Doch nun sei es an der Zeit, das in Verruf geratene Screening neu zu bewerten, fordern auch hierzulande zahlreiche Experten, wie Graefen und Huland. Nicht nur sie, auch die Deutsche Gesellschaft für Urologie (DGU) empfiehlt seit Jahren den PSA-Test bei Männern, die nach Aufklärung eine Früherkennung wünschen. Und das, obwohl die Krankenkassen für Männer ab 45 Jahren im Rahmen der Früherkennung lediglich die rektale Tastuntersuchung und nicht den PSA-Test bezahlt. Die DGU- und somit auch die Empfehlung der S3-Leitlinien zur Früherkennung, Diagnose und Therapie der verschiedenen Stadien des Prostatakarzinoms, den PSA-Test bei Männern ab 45 Jahren zusammen mit einer Tastuntersuchung einzusetzen, wird u. a. gestützt von einer großen europäischen ERSPC-Studie (European Randomised Study of Screening for Prostate Cancer) mit über 180.000 Probanden. Diese hatte im Langzeitverlauf eine Halbierung der Prostatakrebs-bedingten Todesfälle bei den Männern ergeben, die einen PSA-Test und bei auffälligen Werten eine weitere Diagnostik durchführen ließen. Dieses Ergebnis müsse bei der Neubewertung des PSA-Wertes – sowohl deutscher als auch internationaler Behörden – berücksichtigt werden, so die Experten der Martini-Klinik.

Früherkennung verbessern

Und auch der Bundesverband Prostatakrebs Selbsthilfe e. V. (BPS) plädiert in seiner aktuellen Stellungnahme zu den Fehlern der PLCO-Studie eindringlich dafür, sich auf folgende Tatsachen zu verständigen:

  • Die von den Krankenkassen finanzierte digitale, rektale Untersuchung alleine kann einen Prostatakrebs im Frühstadium nicht erkennen.

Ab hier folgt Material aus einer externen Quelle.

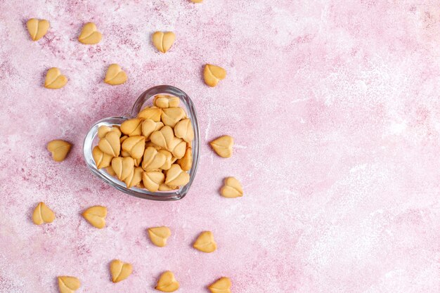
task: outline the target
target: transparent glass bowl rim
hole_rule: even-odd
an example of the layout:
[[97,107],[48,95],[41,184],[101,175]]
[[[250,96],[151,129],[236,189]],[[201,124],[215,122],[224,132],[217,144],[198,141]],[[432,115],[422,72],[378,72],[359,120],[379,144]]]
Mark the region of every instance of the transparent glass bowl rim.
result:
[[[189,170],[190,181],[184,186],[182,186],[179,190],[171,190],[167,192],[150,192],[143,188],[138,188],[134,187],[131,188],[127,188],[124,183],[120,181],[116,177],[113,177],[105,171],[105,169],[98,169],[96,167],[95,161],[92,156],[92,146],[93,141],[96,139],[98,135],[98,128],[103,125],[120,125],[124,121],[134,118],[137,116],[138,113],[145,106],[145,104],[150,100],[150,99],[155,95],[163,93],[175,96],[180,99],[180,106],[183,106],[186,111],[186,114],[191,119],[193,124],[193,129],[194,129],[194,140],[192,143],[193,150],[193,166]],[[194,181],[195,173],[197,172],[197,168],[199,162],[200,149],[200,134],[199,130],[199,124],[197,119],[197,114],[195,108],[193,101],[190,97],[183,91],[176,87],[172,86],[157,86],[148,89],[139,96],[138,99],[134,103],[131,112],[125,116],[112,117],[105,118],[96,122],[89,130],[86,137],[84,138],[83,144],[83,152],[84,158],[86,161],[86,164],[91,172],[103,181],[114,187],[119,191],[125,193],[128,195],[135,196],[136,197],[143,198],[146,200],[160,200],[160,201],[171,201],[181,200],[186,195],[189,189]]]

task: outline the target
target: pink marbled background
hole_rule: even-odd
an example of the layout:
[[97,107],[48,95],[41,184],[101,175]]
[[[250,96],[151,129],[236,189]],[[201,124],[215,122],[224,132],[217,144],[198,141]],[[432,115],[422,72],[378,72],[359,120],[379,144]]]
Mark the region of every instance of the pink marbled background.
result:
[[[227,275],[233,292],[438,292],[440,290],[440,3],[438,1],[0,1],[0,292],[153,292],[172,270],[179,292],[207,292]],[[422,4],[421,3],[425,2]],[[30,18],[51,27],[32,42]],[[83,23],[103,34],[79,44]],[[176,41],[163,55],[155,30]],[[107,66],[125,84],[103,82]],[[216,88],[205,63],[225,67]],[[58,67],[67,86],[41,86]],[[155,202],[91,175],[82,143],[96,120],[126,112],[145,89],[176,86],[193,99],[202,155],[190,193]],[[207,143],[228,134],[232,158]],[[47,141],[74,143],[53,162]],[[225,199],[235,176],[245,195]],[[51,224],[32,223],[45,202]],[[108,208],[91,227],[85,208]],[[167,225],[165,248],[145,228]],[[199,232],[219,249],[192,249]],[[109,262],[134,271],[110,281]]]

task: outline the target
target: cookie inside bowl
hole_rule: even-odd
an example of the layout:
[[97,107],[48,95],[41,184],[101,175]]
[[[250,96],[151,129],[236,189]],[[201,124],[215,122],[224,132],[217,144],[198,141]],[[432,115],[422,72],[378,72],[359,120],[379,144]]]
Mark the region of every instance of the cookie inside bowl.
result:
[[[177,107],[172,107],[176,105],[182,108],[184,113],[176,114],[180,110],[177,110]],[[160,113],[159,116],[157,113]],[[133,123],[127,122],[128,120]],[[143,133],[142,126],[136,124],[141,120],[148,120],[145,123],[148,124],[145,126],[146,132]],[[153,122],[157,125],[154,134],[148,131],[150,124]],[[119,129],[121,134],[118,134],[118,139],[122,141],[120,145],[116,145],[115,134],[108,134],[111,131],[109,129]],[[108,133],[105,134],[105,131]],[[115,131],[117,132],[117,130]],[[187,133],[193,133],[193,139],[186,136]],[[173,138],[172,136],[176,134],[181,138],[175,136],[176,138]],[[103,137],[108,139],[100,143]],[[124,143],[124,141],[127,138],[130,138],[129,141]],[[143,148],[143,143],[145,143],[145,148]],[[145,152],[147,149],[148,150]],[[100,157],[96,153],[101,150],[103,155],[107,155],[105,162],[101,160],[102,155]],[[171,86],[155,86],[143,92],[127,115],[108,117],[95,123],[86,136],[84,143],[84,159],[93,174],[120,191],[153,200],[176,200],[188,193],[197,171],[199,150],[200,132],[194,105],[186,93]],[[141,162],[141,162],[136,162],[141,155],[141,151],[145,152],[145,157],[148,157],[143,166]],[[170,153],[172,154],[173,162],[169,160],[167,166],[156,169],[162,162],[157,158],[163,159],[162,153],[169,157]],[[185,155],[190,157],[190,155],[192,155],[190,164],[185,162],[183,157]],[[109,156],[112,157],[112,161],[117,158],[111,164],[116,170],[107,168]],[[131,160],[126,159],[127,157],[134,158],[134,164],[138,165],[137,174],[131,172],[129,175]],[[136,167],[134,166],[134,168]],[[141,182],[145,182],[147,186],[137,184],[141,172],[143,172]],[[116,176],[115,173],[117,173]],[[119,180],[118,177],[123,180]],[[164,185],[160,190],[157,189],[157,184],[162,181],[162,178],[164,178]],[[164,184],[165,180],[168,184]],[[186,184],[179,185],[179,183]]]

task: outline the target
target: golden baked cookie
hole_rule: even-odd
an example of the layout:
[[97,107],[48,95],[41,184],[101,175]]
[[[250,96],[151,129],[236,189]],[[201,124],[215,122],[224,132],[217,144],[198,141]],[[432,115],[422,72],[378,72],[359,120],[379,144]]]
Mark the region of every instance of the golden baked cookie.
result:
[[82,216],[93,227],[102,229],[105,227],[107,208],[100,205],[91,207],[82,212]]
[[176,35],[172,32],[156,32],[153,34],[153,44],[162,53],[167,53],[175,39]]
[[166,226],[149,228],[148,235],[155,245],[163,247],[167,245],[167,240],[171,236],[171,230]]
[[52,223],[55,219],[55,213],[44,202],[41,202],[37,205],[32,214],[32,221],[35,225],[44,223]]
[[159,278],[155,289],[162,292],[174,292],[179,287],[179,282],[169,271],[163,273]]
[[44,35],[50,27],[49,22],[46,20],[31,18],[26,22],[27,31],[33,41],[38,41]]
[[61,72],[57,67],[52,67],[47,70],[44,79],[44,87],[50,89],[58,89],[65,86],[67,78],[61,74]]
[[47,144],[47,150],[52,153],[52,159],[55,162],[64,161],[70,150],[72,145],[67,141],[56,139]]
[[207,64],[205,65],[203,77],[207,85],[214,87],[219,84],[219,82],[226,77],[226,70],[219,66]]
[[78,41],[86,45],[94,45],[101,41],[103,34],[98,32],[96,25],[93,22],[87,22],[82,27],[82,30]]

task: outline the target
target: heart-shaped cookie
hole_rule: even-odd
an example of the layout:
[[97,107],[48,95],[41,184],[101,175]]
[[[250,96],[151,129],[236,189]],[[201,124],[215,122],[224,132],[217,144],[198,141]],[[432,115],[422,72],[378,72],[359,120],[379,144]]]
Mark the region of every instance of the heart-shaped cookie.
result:
[[79,279],[76,277],[62,275],[58,279],[60,293],[74,293],[81,287]]
[[167,125],[151,134],[150,140],[156,145],[169,150],[177,159],[180,159],[185,155],[186,143],[174,136],[173,129]]
[[119,135],[116,131],[109,131],[102,138],[98,146],[103,152],[112,157],[117,157],[121,152]]
[[153,44],[162,53],[167,53],[175,39],[176,35],[172,32],[156,32],[153,34]]
[[91,207],[83,211],[82,216],[93,227],[102,229],[105,227],[107,208],[100,205]]
[[216,86],[219,82],[226,77],[226,70],[219,66],[207,64],[203,71],[205,83],[211,87]]
[[211,284],[208,289],[211,293],[231,293],[232,282],[226,277],[222,277]]
[[155,245],[163,247],[167,245],[167,240],[171,236],[171,230],[165,226],[149,228],[148,235]]
[[211,148],[220,157],[231,157],[232,155],[232,147],[234,145],[234,139],[232,136],[223,136],[214,139],[209,143]]
[[143,152],[142,169],[144,170],[155,170],[160,169],[167,161],[167,156],[159,152],[155,148],[148,147]]
[[233,198],[243,196],[243,189],[240,181],[234,177],[228,177],[220,190],[221,195],[225,197]]
[[122,84],[127,82],[127,73],[117,64],[110,64],[107,69],[104,82],[112,86]]
[[129,263],[115,259],[110,263],[110,274],[112,282],[117,283],[129,278],[131,275],[133,267]]
[[211,253],[217,249],[217,245],[214,240],[214,235],[211,231],[204,231],[199,235],[193,247],[202,252]]
[[41,225],[44,223],[52,223],[55,219],[55,213],[49,209],[44,202],[39,202],[32,214],[32,221],[35,225]]
[[102,38],[103,35],[98,32],[96,25],[93,22],[87,22],[82,27],[78,41],[86,45],[94,45],[99,43]]
[[26,22],[26,26],[32,41],[38,41],[46,35],[51,25],[46,20],[31,18]]
[[44,87],[50,89],[61,89],[67,83],[67,78],[65,75],[61,74],[61,72],[56,67],[52,67],[47,70],[46,79],[44,79]]
[[[169,106],[177,105],[184,108],[185,117],[183,118],[190,119],[194,129],[195,136],[192,142],[186,143],[183,139],[176,138],[172,129],[165,131],[166,133],[169,133],[173,137],[173,139],[169,139],[169,143],[167,145],[167,147],[171,150],[160,147],[150,141],[151,138],[148,137],[148,134],[150,136],[153,132],[159,131],[164,127],[164,124],[161,121],[161,115],[164,108],[155,108],[153,104],[153,100],[156,97],[161,96],[173,97],[173,98],[169,98]],[[176,97],[179,98],[179,101],[176,100]],[[177,104],[177,102],[179,102],[179,104]],[[161,105],[166,106],[167,105],[161,104]],[[137,120],[134,125],[124,124],[127,120],[134,119],[141,119],[142,123],[138,123],[141,120]],[[150,119],[150,121],[148,119]],[[148,122],[145,122],[147,121]],[[124,125],[122,125],[123,124]],[[130,137],[136,136],[136,135],[139,134],[140,125],[141,136],[145,136],[147,141],[146,143],[145,143],[145,148],[151,147],[158,154],[162,154],[165,156],[165,162],[162,166],[160,166],[157,169],[150,169],[149,168],[152,167],[150,166],[148,168],[148,171],[142,171],[143,169],[141,170],[140,168],[137,169],[138,171],[136,171],[136,166],[141,166],[144,157],[143,154],[139,159],[132,159],[132,163],[126,162],[126,164],[124,165],[124,159],[126,157],[129,159],[131,154],[122,149],[121,145]],[[143,125],[145,125],[143,129],[145,134],[142,129]],[[152,132],[153,126],[155,129]],[[116,130],[119,130],[119,127],[123,136],[121,136],[121,132],[118,133]],[[101,138],[98,136],[98,129]],[[112,132],[115,134],[110,134]],[[150,132],[151,134],[150,134]],[[168,134],[166,135],[168,136]],[[142,198],[155,200],[175,200],[182,198],[188,193],[197,170],[198,150],[200,149],[199,135],[194,105],[190,99],[185,93],[176,88],[169,86],[160,86],[152,88],[141,95],[135,103],[133,110],[126,117],[109,117],[93,124],[84,139],[84,157],[88,167],[91,169],[93,174],[120,191]],[[138,136],[139,136],[138,135]],[[119,145],[119,150],[116,145],[117,143]],[[98,145],[98,149],[103,154],[106,154],[105,159],[104,159],[103,154],[101,155],[101,153],[98,154],[97,150],[93,151],[96,145]],[[190,145],[192,145],[192,150],[187,150]],[[131,150],[131,148],[126,148],[126,150]],[[186,154],[188,154],[191,151],[193,162],[189,170],[182,170],[182,168],[180,167],[181,171],[175,172],[176,175],[176,178],[179,178],[179,180],[181,180],[182,176],[189,177],[188,183],[185,185],[172,185],[172,183],[175,184],[175,182],[172,181],[172,183],[165,184],[165,174],[167,172],[167,169],[172,167],[172,165],[176,162],[176,159],[179,158],[182,159],[186,156]],[[93,159],[93,154],[96,161]],[[103,157],[100,159],[97,154]],[[176,155],[179,157],[176,157]],[[112,157],[112,163],[110,166],[104,167],[103,166],[106,166],[108,164],[107,162],[108,161],[108,156]],[[123,157],[124,156],[128,157]],[[186,156],[185,159],[186,159],[187,156],[188,155]],[[163,156],[160,155],[160,157],[162,157],[161,159],[163,160]],[[157,165],[158,164],[159,162],[157,163]],[[184,164],[182,164],[182,166],[184,166]],[[174,169],[176,169],[176,167],[174,167]],[[143,172],[141,176],[142,181],[138,183],[141,171]],[[186,173],[187,175],[183,174],[179,177],[179,175],[182,171]],[[173,172],[174,171],[172,170],[172,175],[173,175]],[[186,179],[184,179],[181,182],[186,182]]]
[[174,292],[179,287],[179,282],[174,278],[174,275],[172,272],[167,271],[159,278],[155,289],[162,292]]
[[55,162],[62,162],[70,150],[72,145],[67,141],[56,139],[47,144],[47,150],[52,153]]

  • Der vom Patienten selbst zu zahlende PSA-Test ist – wenn Nutzen und Risiken vom Arzt ausführlich erklärt wurden – noch immer die beste Methode, um die Notwendigkeit einer leitliniengerechten Biopsie rechtzeitig zu erkennen. Mit dieser kann der Verdacht auf Prostatakrebs dann zunächst ausgeschlossen oder bestätigt werden. Aus diesem Grund ruft der BPS alle Verantwortlichen auf, jetzt eine Verständigung über den richtigen Weg zu einer besseren Prostatakrebs-Früherkennung zu erzielen.